COUR D'APPEL DE BASTIA

CHAMBRE SOCIALE

ARRET DU : VINGT AVRIL DEUX MILLE VINGT DEUX

APPELANT :

Monsieur [B] [X]

[Adresse 3]

[Localité 2]

Représenté par Me Pasquale VITTORI, avocat au barreau de BASTIA

INTIMEE :

S.A.S. RAFFALLI PAUL MATHIEU prise en la personne de son représentant légal, demeurant et domicilié es qualité audit siège

[Adresse 4]

[Localité 1]

Représentée par Me Philippe JOBIN, avocat au barreau de BASTIA

et par Me Jérôme ACHILLI, avocat au barreau de MARSEILLE

COMPOSITION DE LA COUR LORS DES DEBATS :

En application des dispositions de l'article 805 du code de procédure civile, l'affaire a été débattue le 08 février 2022 en audience publique, les parties ne s'y étant pas opposées, devant Mme BETTELANI, Vice-présidente placée auprès Monsieur le premier président, chargée du rapport,

Ce magistrat a rendu compte des plaidoiries dans le délibéré de la Cour composée de :

Monsieur JOUVE, Président de chambre,

Madame COLIN, Conseillère

Madame BETTELANI, Vice-présidente placée auprès Monsieur le premier président

GREFFIER :

Madame CARDONA, Greffière lors des débats.

Les parties ont été avisées que le prononcé public de la décision aura lieu par mise à disposition au greffe le 20 avril 2022

ARRET

- CONTRADICTOIRE

- Prononcé publiquement par mise à disposition au greffe.
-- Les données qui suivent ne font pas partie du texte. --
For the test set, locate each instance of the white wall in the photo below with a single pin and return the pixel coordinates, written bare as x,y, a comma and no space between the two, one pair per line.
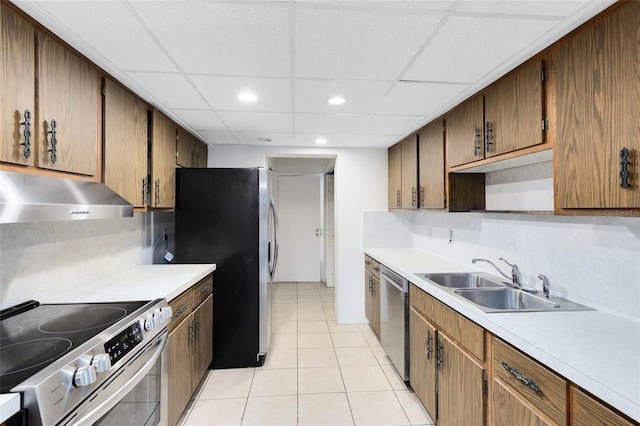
590,260
360,185
47,257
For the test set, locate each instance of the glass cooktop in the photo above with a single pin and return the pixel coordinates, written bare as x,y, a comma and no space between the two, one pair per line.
32,340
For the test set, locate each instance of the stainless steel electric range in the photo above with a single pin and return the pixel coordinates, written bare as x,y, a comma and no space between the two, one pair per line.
89,363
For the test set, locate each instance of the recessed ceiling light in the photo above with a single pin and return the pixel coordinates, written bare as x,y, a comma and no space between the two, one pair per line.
247,97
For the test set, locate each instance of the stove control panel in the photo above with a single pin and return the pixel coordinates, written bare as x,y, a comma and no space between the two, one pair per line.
120,345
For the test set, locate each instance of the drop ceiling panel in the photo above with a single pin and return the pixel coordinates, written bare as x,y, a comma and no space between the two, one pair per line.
200,119
218,138
277,139
328,123
361,96
328,47
106,28
171,90
256,122
389,124
221,38
467,48
421,99
274,95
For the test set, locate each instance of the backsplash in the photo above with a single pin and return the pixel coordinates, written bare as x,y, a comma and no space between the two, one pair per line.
44,257
590,260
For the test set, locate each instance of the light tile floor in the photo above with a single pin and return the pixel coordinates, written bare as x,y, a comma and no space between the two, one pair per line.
317,372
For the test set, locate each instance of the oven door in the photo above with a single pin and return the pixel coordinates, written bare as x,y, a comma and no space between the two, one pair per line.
131,396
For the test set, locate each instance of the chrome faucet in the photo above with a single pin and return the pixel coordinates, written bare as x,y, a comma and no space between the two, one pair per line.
516,276
546,285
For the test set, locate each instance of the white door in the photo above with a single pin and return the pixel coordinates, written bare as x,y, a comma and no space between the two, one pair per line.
300,228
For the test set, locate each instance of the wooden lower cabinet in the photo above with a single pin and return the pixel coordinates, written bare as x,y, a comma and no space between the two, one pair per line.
587,411
510,409
422,359
461,384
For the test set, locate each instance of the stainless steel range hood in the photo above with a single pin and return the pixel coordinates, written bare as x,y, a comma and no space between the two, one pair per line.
37,198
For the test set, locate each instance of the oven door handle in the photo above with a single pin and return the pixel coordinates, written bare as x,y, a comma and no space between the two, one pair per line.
96,413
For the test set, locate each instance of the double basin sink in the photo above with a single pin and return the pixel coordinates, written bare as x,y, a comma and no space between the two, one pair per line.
491,294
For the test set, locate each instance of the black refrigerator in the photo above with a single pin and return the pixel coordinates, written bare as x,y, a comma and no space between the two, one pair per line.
227,217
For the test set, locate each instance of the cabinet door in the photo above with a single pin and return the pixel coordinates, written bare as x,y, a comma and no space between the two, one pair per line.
587,411
509,409
465,133
203,348
422,358
513,111
17,89
202,153
410,172
598,104
375,305
163,161
185,154
125,144
461,396
180,365
431,166
395,176
368,296
68,93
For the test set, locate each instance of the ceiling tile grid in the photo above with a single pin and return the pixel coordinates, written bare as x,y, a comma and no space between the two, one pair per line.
397,63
- Signé par Monsieur JOUVE, Président de chambre et par Madame CARDONA, Greffière présente lors de la mise à disposition de la décision.

EXPOSE DU LITIGE

Monsieur [B] [X] a été embauché par la S.A.S. Raffalli Paul Mathieu en qualité de terrassier, suivant contrat de travail à durée indéterminée à effet du 9 juillet 2007.

Monsieur [B] [X] a saisi le conseil de prud'hommes de Bastia, par requête reçue le 3 mai 2019, de diverses demandes.
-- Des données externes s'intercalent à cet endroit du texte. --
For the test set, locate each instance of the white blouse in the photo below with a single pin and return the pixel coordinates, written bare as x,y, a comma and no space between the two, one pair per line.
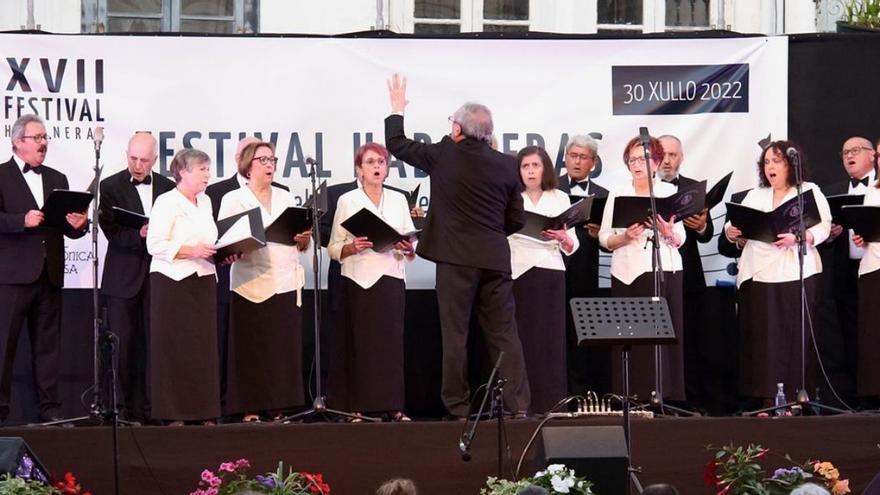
764,262
176,222
871,260
633,259
272,269
527,252
368,266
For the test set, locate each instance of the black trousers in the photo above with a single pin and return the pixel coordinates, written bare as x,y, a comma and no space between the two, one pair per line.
129,319
38,305
489,293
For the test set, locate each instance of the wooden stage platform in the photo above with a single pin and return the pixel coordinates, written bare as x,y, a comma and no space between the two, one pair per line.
356,458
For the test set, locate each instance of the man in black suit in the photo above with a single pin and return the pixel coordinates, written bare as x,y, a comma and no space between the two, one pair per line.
589,367
32,264
125,284
838,341
216,191
697,229
475,204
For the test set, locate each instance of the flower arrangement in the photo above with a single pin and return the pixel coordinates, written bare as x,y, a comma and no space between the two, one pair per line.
556,479
15,485
736,471
232,477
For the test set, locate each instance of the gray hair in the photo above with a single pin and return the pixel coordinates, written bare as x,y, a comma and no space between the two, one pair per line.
20,124
185,160
583,141
810,489
475,121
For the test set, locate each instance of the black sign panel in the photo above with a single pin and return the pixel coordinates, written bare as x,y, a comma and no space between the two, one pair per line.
680,89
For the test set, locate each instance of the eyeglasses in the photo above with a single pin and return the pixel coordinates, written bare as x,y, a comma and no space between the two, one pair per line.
640,160
265,160
855,151
581,157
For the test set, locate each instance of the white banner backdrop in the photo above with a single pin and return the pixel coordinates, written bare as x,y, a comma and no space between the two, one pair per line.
324,97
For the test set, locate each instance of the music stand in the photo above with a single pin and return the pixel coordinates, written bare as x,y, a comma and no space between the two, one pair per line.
625,321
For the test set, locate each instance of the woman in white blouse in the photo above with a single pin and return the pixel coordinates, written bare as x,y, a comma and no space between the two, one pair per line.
632,273
869,313
184,383
770,332
264,371
539,281
367,370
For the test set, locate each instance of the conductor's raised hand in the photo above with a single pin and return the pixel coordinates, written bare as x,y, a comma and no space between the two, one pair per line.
397,93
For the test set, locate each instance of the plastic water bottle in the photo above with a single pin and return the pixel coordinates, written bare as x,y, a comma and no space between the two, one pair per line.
779,401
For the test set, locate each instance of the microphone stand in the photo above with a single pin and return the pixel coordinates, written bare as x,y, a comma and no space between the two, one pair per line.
319,405
495,388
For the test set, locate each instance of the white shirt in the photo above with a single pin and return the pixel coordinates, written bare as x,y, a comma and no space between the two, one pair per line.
34,181
273,269
527,252
855,252
176,222
633,259
368,266
871,260
764,262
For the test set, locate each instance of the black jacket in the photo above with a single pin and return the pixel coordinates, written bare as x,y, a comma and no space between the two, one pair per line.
475,198
127,261
23,251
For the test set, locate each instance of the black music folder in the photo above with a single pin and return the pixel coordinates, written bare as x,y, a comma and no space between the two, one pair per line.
575,215
864,220
689,200
365,223
838,201
128,218
293,221
716,194
240,234
767,225
61,202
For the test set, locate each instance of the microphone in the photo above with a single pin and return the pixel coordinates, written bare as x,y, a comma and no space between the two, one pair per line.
98,138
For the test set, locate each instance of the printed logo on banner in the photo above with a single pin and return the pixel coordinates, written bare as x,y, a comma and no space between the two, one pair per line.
680,89
65,92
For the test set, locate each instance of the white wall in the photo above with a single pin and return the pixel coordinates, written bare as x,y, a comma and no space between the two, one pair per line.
56,16
317,17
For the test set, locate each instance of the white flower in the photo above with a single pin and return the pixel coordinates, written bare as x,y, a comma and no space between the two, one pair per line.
559,485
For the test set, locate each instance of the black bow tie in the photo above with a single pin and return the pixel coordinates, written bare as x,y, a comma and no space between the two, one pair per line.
29,168
147,180
856,182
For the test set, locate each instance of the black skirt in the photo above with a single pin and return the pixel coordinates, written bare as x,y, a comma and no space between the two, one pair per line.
265,355
540,319
642,357
770,336
869,335
184,381
367,366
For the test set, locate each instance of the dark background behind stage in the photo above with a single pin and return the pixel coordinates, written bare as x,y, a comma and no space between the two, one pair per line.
833,81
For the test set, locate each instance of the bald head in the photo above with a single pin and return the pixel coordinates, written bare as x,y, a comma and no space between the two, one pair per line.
858,157
141,155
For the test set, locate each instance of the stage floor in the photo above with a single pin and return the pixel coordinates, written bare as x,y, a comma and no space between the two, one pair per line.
356,458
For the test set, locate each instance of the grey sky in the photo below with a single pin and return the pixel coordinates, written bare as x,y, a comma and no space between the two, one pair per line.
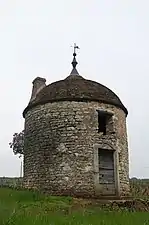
35,40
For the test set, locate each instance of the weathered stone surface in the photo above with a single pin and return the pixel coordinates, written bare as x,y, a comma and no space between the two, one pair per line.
59,147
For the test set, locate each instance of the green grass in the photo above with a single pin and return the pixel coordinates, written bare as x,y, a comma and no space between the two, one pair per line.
30,208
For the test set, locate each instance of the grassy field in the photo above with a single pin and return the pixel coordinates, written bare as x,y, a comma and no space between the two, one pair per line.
28,208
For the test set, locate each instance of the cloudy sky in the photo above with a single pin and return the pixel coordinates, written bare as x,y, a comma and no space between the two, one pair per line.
35,40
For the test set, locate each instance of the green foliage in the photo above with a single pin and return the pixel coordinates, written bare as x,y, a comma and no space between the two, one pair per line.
32,208
17,143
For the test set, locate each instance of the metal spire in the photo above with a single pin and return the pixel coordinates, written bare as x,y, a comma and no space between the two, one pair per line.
74,62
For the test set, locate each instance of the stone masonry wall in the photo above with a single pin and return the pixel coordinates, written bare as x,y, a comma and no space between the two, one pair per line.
59,152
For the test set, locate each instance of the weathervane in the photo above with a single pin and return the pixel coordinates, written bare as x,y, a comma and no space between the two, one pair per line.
75,47
74,62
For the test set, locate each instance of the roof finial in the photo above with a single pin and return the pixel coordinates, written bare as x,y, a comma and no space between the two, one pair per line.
74,62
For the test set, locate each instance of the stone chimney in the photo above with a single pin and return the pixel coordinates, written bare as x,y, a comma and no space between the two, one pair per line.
38,84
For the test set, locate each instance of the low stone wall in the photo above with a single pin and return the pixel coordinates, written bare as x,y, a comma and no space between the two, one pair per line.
10,182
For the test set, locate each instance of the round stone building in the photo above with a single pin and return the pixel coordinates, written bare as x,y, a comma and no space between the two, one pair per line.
75,139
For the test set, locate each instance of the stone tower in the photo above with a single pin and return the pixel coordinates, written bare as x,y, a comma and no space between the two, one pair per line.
76,139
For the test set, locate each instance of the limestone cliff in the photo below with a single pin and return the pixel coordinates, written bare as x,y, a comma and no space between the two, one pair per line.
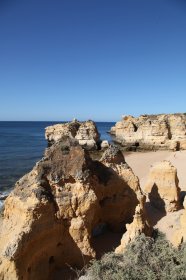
162,187
51,214
85,133
151,132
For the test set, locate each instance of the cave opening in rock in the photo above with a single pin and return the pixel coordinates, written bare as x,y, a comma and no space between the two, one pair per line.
105,239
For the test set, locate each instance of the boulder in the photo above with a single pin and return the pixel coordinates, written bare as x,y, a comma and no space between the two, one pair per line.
51,214
85,133
162,187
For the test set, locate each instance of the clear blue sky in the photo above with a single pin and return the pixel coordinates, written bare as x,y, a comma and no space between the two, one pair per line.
91,59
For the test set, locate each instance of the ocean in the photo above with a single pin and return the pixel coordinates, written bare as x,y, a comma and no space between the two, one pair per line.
22,144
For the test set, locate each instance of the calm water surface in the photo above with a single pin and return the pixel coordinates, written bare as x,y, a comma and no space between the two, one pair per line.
22,144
Selon jugement du 19 janvier 2021, le conseil de prud'hommes de Bastia a :

-dit que Monsieur [W] [X] a été rempli de ses droits,

-débouté Monsieur [W] [X] de l'ensemble de ses demandes,

-débouté la S.A.S. Raffalli Paul Mathieu de ses demandes,

-dit n'y avoir lieu à application de l'article 700 du CPC,

-condamné Monsieur [W] [X] aux dépens.

Par déclaration du 2 février 2021 enregistrée au greffe, Monsieur [B] [X] a interjeté appel de ce jugement en ce qu'il l'a débouté des demandes suivantes : condamner l'employeur à verser les sommes suivantes : 662,20 euros à titre d'indemnité de repas de mai à septembre 2016, 7.611 euros à titre d'heures supplémentaires de mai 2016 à février 2017, 2.500 euros au titre de l'article 700 du CPC, ordonner la rectification de ses fiches de paie depuis mai 2016 sous astreinte de 100 euros par jour de retard, ordonner la régularisation de sa situation auprès des organismes sociaux et de retraite sous astreinte de 100 euros par jour de retard.
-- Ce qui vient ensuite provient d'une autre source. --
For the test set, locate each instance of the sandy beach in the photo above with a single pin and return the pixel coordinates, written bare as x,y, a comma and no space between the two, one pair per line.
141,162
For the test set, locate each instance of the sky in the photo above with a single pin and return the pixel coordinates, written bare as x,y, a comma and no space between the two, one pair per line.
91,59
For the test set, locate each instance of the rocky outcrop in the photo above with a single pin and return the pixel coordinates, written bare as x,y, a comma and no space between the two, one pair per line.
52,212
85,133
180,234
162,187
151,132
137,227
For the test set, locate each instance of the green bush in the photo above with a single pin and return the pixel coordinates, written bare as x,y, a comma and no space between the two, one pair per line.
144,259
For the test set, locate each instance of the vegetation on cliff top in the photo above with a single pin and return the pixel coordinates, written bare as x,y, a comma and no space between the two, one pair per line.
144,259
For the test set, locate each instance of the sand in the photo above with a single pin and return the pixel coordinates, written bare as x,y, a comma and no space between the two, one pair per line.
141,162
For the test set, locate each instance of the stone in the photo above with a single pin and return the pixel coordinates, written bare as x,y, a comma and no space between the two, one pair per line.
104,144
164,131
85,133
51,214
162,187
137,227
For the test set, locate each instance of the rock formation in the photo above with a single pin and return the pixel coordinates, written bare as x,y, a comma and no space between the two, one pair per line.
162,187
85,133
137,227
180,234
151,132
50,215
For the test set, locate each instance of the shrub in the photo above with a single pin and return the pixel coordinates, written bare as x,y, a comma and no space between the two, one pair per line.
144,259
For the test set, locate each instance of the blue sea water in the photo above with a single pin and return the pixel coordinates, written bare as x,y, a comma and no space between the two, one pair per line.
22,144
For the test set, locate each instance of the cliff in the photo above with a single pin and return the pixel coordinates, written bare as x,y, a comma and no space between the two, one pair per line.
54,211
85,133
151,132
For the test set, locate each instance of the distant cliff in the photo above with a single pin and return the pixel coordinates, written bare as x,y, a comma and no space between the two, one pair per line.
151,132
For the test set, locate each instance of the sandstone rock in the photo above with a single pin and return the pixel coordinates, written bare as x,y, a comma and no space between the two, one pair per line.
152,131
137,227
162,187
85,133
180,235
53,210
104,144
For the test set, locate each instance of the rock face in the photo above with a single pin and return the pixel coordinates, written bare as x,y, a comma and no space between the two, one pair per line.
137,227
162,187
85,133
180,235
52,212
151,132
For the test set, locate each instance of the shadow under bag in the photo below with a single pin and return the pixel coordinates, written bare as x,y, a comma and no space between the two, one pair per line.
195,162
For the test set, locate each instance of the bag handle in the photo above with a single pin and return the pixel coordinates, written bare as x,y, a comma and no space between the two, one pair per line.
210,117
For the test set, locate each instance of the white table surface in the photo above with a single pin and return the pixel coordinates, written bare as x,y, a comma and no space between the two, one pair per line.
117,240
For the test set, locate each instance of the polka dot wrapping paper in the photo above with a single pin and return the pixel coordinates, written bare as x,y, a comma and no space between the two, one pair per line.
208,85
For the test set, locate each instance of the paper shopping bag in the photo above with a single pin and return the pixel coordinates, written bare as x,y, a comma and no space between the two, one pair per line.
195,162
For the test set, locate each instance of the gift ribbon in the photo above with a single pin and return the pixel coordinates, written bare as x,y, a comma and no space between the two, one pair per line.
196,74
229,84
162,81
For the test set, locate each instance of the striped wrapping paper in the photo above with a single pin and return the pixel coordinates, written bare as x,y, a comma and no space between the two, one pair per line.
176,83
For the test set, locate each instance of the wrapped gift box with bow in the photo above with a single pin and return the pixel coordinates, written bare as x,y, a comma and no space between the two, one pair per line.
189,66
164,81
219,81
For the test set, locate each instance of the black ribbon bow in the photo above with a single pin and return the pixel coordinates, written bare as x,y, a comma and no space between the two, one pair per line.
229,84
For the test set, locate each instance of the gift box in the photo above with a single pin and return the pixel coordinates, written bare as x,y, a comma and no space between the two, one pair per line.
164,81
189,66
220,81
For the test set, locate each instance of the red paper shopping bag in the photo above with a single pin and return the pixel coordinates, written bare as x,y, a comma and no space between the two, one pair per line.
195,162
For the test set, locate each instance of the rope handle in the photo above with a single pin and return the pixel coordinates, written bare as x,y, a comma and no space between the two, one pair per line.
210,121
Aux termes des dernières écritures de son conseil transmises au greffe en date du 20 avril 2021 auxquelles il convient de se référer pour un plus ample exposé des faits, prétentions et moyens de la partie, Monsieur [B] [X] a sollicité :

-d'infirmer le jugement en date du 19 janvier 2021 en ce qu'il a débouté le salarié des demandes suivantes : condamner l'employeur à verser les sommes suivantes : 662,20 euros à titre d'indemnité de repas de mai à septembre 2016, 7.611 euros à titre d'heures supplémentaires de mai 2016 à février 2017, 2.500 euros au titre de l'article 700 du CPC, ordonner la rectification de ses fiches de paie depuis mai 2016 sous astreinte de 100 euros par jour de retard, ordonner la régularisation de sa situation auprès des organismes sociaux et de retraite sous astreinte de 100 euros par jour de retard,

En conséquence :

-de condamner l'employeur à verser les sommes suivantes : 662,20 euros à titre d'indemnité de repas de mai à septembre 2016, 7.611 euros à titre d'heures supplémentaires de mai 2016 à février 2017, ordonner la rectification de ses fiches de paie depuis mai 2016 sous astreinte de 100 euros par jour de retard, ordonner la régularisation de sa situation auprès des organismes sociaux et de retraite sous astreinte de 100 euros par jour de retard

-au surplus : condamner l'employeur à verser la somme de 2.500 euros au titre de l'article 700 du CPC.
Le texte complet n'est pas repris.